We would use train_test_split from Sklearn’s Model Selection for this.
from sklearn.model_selection import train_test_split
X_train, X_test, y_train, y_test = train_test_split(df.drop('price', axis = 1),
df['price'], test_size=0.15)
2. Training the Model
We will now train our Machine Learning model on the given training dataset. We would use Linear Regression from Sklearn’s linear model for this.

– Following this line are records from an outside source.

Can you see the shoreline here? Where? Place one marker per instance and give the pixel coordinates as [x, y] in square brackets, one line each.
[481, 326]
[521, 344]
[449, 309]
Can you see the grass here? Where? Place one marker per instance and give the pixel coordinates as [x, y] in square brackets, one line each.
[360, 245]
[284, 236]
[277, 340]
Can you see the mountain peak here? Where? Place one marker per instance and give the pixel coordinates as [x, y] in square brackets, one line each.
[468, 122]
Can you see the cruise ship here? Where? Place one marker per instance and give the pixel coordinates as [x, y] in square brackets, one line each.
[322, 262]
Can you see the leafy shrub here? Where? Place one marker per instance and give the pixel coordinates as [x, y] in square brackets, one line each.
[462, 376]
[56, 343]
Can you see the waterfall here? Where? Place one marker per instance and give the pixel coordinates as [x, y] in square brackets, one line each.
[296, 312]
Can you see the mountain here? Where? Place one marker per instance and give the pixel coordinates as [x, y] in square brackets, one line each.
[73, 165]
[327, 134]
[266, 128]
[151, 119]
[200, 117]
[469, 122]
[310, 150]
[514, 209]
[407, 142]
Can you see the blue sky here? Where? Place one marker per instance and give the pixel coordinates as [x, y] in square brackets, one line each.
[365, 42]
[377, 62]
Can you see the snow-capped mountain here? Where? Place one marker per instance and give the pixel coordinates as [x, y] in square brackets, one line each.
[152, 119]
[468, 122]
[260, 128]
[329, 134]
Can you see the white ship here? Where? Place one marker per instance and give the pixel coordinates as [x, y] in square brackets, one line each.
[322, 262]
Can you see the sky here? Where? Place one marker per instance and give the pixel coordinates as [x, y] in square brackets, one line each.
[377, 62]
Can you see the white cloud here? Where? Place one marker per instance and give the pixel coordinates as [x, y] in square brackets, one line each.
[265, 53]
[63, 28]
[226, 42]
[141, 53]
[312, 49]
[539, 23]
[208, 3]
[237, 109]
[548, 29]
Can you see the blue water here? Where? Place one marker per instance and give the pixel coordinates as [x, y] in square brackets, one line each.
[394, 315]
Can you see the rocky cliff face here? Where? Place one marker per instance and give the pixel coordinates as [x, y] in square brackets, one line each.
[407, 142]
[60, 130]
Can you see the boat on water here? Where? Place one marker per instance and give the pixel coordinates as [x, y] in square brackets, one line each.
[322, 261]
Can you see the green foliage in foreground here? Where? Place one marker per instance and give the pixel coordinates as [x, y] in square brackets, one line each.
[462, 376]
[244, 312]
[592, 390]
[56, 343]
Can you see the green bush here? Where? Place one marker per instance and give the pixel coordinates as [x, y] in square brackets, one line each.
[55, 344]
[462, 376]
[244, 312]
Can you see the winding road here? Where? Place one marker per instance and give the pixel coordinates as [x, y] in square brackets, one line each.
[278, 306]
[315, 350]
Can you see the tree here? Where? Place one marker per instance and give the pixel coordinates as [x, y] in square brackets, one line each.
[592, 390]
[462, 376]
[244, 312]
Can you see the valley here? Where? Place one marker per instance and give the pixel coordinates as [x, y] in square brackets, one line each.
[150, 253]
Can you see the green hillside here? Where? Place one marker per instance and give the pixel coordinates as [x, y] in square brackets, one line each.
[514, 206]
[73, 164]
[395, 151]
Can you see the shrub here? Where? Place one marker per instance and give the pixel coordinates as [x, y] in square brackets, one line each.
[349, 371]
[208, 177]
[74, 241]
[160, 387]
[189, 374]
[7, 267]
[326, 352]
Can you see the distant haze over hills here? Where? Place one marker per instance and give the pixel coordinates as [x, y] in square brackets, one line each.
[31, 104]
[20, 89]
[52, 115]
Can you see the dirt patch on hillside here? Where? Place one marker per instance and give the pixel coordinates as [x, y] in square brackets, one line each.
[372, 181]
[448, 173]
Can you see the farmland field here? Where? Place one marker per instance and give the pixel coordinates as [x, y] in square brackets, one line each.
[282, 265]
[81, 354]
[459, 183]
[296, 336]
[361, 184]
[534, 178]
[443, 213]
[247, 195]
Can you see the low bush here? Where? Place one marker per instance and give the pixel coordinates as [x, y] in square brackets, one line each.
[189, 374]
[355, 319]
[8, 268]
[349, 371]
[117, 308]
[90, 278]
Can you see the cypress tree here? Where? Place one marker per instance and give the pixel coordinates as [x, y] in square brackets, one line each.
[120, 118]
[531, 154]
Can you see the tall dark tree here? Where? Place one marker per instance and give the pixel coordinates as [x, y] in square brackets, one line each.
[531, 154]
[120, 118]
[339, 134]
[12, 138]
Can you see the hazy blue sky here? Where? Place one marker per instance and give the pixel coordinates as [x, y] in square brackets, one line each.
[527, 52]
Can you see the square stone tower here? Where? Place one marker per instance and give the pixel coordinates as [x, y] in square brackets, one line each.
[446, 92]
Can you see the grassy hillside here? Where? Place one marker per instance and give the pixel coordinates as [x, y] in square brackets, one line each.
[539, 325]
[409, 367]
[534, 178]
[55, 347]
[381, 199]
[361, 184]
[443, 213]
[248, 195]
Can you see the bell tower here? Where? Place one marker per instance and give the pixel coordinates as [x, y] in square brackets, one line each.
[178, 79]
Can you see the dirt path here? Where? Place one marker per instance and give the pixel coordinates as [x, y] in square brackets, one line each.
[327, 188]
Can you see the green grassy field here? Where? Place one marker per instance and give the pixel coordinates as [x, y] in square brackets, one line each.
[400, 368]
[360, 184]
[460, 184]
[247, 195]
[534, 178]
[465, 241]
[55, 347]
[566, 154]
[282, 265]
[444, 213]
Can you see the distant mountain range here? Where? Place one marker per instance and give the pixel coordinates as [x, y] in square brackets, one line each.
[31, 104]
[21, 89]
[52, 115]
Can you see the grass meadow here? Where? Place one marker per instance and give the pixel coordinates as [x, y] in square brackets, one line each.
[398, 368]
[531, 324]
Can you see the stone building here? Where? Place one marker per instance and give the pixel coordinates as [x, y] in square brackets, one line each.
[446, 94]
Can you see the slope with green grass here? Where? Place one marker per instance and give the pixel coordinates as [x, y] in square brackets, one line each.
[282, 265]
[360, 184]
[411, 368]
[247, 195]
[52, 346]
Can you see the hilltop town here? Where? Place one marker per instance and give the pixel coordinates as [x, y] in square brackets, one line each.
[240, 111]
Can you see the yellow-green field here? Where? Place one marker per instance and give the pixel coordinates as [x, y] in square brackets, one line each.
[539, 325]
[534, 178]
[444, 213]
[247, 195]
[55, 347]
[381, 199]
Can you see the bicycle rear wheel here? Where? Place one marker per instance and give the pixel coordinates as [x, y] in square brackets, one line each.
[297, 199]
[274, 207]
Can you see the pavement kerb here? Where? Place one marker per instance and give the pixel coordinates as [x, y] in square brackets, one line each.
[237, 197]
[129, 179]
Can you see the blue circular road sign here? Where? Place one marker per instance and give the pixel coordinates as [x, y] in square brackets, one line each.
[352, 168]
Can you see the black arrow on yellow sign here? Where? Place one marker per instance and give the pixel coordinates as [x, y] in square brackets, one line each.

from sklearn.linear_model import LinearRegression
lm = LinearRegression()
lm.fit(X_train, y_train)
Section 6: Evaluation
Now, we would evaluate the model by comparing the test values with the predicted values from the Linear Regression model.
1. Creating Predictions
We will generate prediction data by using test data on our model.
predications = lm.predict(X_test)
plt.scatter(y_test, predications)
plt.xlabel('Y Test')
plt.ylabel('Predications')
2. Calculating Metrics of Evaluation
We will now calculate metrics like Mean Absolute Error, Mean Squared Error and Root Mean Squared Error to evaluate the accuracy of our prediction model.
from sklearn import metrics
print("MAE: ", metrics.mean_absolute_error(y_test, predications))
print("MSE: ", metrics.mean_squared_error(y_test, predications))
print("RMSE: ", np.sqrt(metrics.mean_squared_error(y_test, predications)))
Distribution Plot for plotting difference between test and prediction values.
Section 7: Conclusion
Now, lets discuss conclusion. For that, we need to display Linear Regression coefficient values.
coefficients = pd.DataFrame(lm.coef_, df.drop('price', axis = 1).columns)
coefficients.columns = ['Coefficients']
coefficients
From the above, we can see that number of stops and type of class influences the price of a ticket the most. While, the duration of the flight also influences the prices of airline ticket.